A bank's net interest margin (NIM) is a key metric that tells investors how much profit the bank is making in percentage terms.
It includes the interest rate of its loans minus the cost of funding (such as term deposits) – the net figure is the NIM. Generally, the higher the NIM, the better. But if it is too high, competitors may be able to take market share.
In the past few years, banks have talked about heightened competition which has collectively harmed the banking sector's NIM.
But, impressively, CBA reported that its NIM rose 2 basis points (0.02%) year over year to 2.08%. In such a competitive industry, I think the higher margin shows the quality of the bank.
There has been a significant concern about the ability of borrowers to afford their loans in the current environment due to the high cost of debt.
Banks strengthened their provisions in case things turned out badly. But, CBA's loan book is performing strongly and it was able to report a sizeable decrease in its loan impairment expense, which is great news for owners of CBA stock.
In the first half of FY25, CBA's loan impairment expense decreased 23% to $320 million. The bank said there was a reduction because of "disciplined credit origination and underwriting practices, rising house prices, and lower expected losses within consumer finance."
The bank said consumer arrears remained "broadly stable", supported by tax refunds and changes to income tax rates and thresholds. The majority of its home lending customers "remain in advance of scheduled repayments".
According to CBA, the provision coverage remains "strong" at 1.62% of credit risk-weighted assets (essentially its loan balance), and it has an approximate $2.4 billion buffer relative to the losses expected under the bank's central economic forecast scenario.
It was pleasing to see that owners of CBA shares will receive a larger dividend payment. The declared interim dividend is $2.25 per share, representing a 5% increase year over year.
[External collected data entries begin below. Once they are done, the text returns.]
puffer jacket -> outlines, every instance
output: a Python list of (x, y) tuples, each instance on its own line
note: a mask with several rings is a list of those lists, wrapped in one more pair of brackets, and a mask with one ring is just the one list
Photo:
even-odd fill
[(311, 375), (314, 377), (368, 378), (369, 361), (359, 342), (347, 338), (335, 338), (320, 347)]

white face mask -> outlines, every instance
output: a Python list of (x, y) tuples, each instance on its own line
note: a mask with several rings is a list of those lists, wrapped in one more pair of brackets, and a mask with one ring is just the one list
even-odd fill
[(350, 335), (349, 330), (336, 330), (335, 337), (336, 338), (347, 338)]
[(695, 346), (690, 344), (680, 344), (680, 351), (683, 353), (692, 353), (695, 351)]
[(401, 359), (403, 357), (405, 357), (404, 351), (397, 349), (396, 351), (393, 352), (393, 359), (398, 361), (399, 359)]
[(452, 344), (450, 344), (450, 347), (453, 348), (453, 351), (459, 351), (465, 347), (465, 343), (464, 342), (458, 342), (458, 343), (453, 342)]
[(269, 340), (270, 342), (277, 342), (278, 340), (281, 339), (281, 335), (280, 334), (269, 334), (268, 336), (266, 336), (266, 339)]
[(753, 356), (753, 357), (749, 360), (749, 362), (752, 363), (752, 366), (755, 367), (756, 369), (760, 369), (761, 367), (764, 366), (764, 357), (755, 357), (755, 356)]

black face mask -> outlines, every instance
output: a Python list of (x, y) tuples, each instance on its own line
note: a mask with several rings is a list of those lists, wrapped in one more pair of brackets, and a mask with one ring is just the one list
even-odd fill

But for me, the more important statistic was the half-on-half rise of the return on equity (ROE). This statistic tells us how much profit a business is making on the shareholder money retained within the business.
CBA reported that its HY25 ROE improved by 40 basis points to 13.7% compared to the second half of FY24. This suggests that Commonwealth Bank can make a decent return on future profit retained within the business.
While I'm not looking to buy CBA stock at the current valuation, I'll acknowledge it's doing a good job.